Gesù in mezzo a noi. Gesù che ci unisce in un abbraccio. Molte volte non valorizziamo la forza di questa promessa. Egli non si disinteressa della nostra vita. È presente quando facciamo comunità, quando siamo Chiesa. Tertulliano diceva che non c’è un cristiano solo. Perché uno può essere cristiano solo in Cristo e Cristo è comunione, perché in Lui ci siamo tutti. In Lui siamo Chiesa, non uomini solitari. Un cristiano non può vivere in solitudine la sua comunione con Cristo. Vive sempre unito ad altri uomini con i quali cammina.
Per questo, ogni volta che preghiamo, anche se siamo soli, Cristo ci unisce a tutta la Chiesa. Ci rende Chiesa nella nostra preghiera piccola e fragile. Manifesta il suo potere nella nostra impotenza. La nostra preghiera personale e comunitaria rende presente Cristo tra gli uomini. Gesù ci viene incontro sulla via, ci parla, ci abbraccia. Nella preghiera impariamo ad ascoltare, a vedere, a comprendere, a guardare. La nostra preghiera è il cammino perché Cristo si renda presente. Ci lamentiamo con tristezza della nostra fragilità a pregare. Cristo è presente dove ci riuniamo nel suo nome. Non ha bisogno di una preghiera di qualità. Gli basta che esprimiamo il desiderio di stare con Lui, di camminare al suo fianco. La nostra impotenza, la nostra debolezza, commuove il cuore di Gesù che si abbassa, che viene da noi, al nostro fianco.
Non so se è per colpa dei nostri pregiudizi, o delle nostre individie, o del nostro spirito competitivo. Non so se è per le nostre ferite o per quella sensazione che abbiamo nel profondo di non valere tanto come vorremmo. Ciò che è certo è che ci costa accettare tutte le persone per come sono. Ci costa accettare il diverso, quello che è meglio di noi in qualche aspetto, quello che non la pensa allo stesso modo, quello che non si comporta come speravo. Ci costa accettare chi ci ha ferito, chi ci ha esclusi in qualche occasione.

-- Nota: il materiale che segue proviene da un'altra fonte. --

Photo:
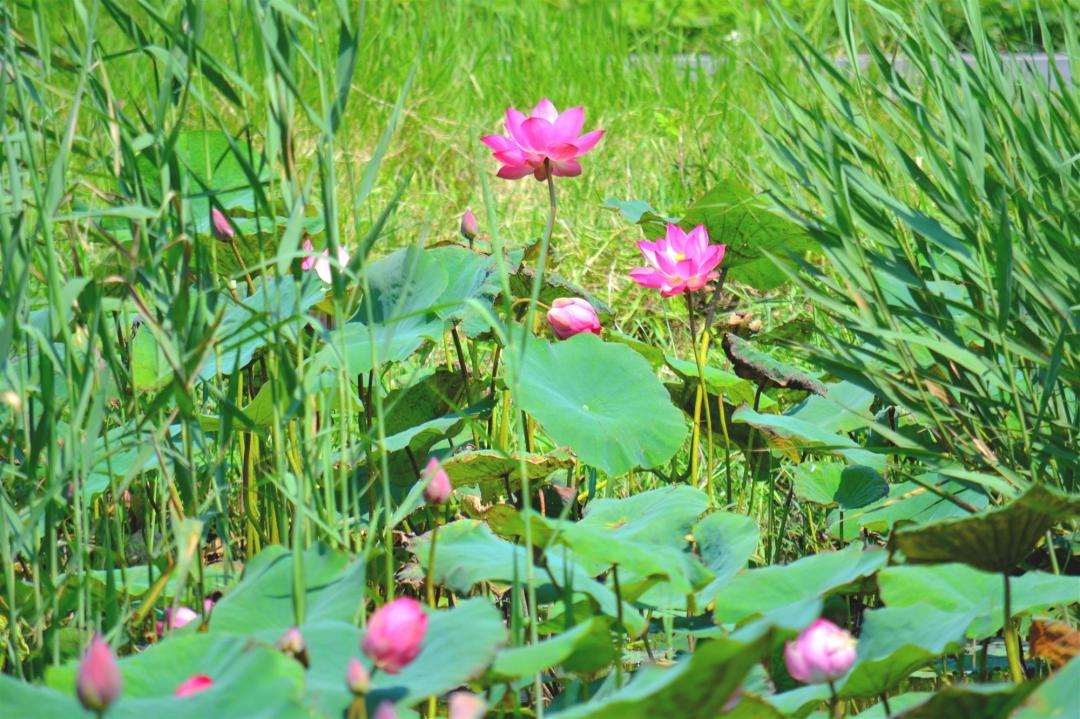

E così, quasi senza rendercene conto, costruiamo muri, separiamo, dividiamo, escludiamo, rifiutiamo, giudichiamo, condanniamo. Il nostro cuore non è quel luogo in cui tutti possono sentirsi accettati in modo incondizionato. Nel Cammino di Santiago torno sempre a sperimentare che lì tutti sono accettati indipendentemente da dove vengono, da che lavoro fanno, da ciò a cui dedicano la propria vita, dalla loro situazione familiare. C’è una domanda che in genere non si pone a meno che la fiducia non lo permetta: cosa fai nella tua vita di tutti i giorni? A cosa ti dedichi? Non c’è un’indagine previa. Non si accettano le persone per la loro posizione economica, per il loro modo di vestire, per le loro amicizie, per la loro posizione sociale, per la loro lingua. Nel Cammino non ci sono differenze. Gli stessi ostelli, lo stesso equipaggiamento, gli stessi percorsi, lo stesso sforzo, la stessa vita ogni giorno.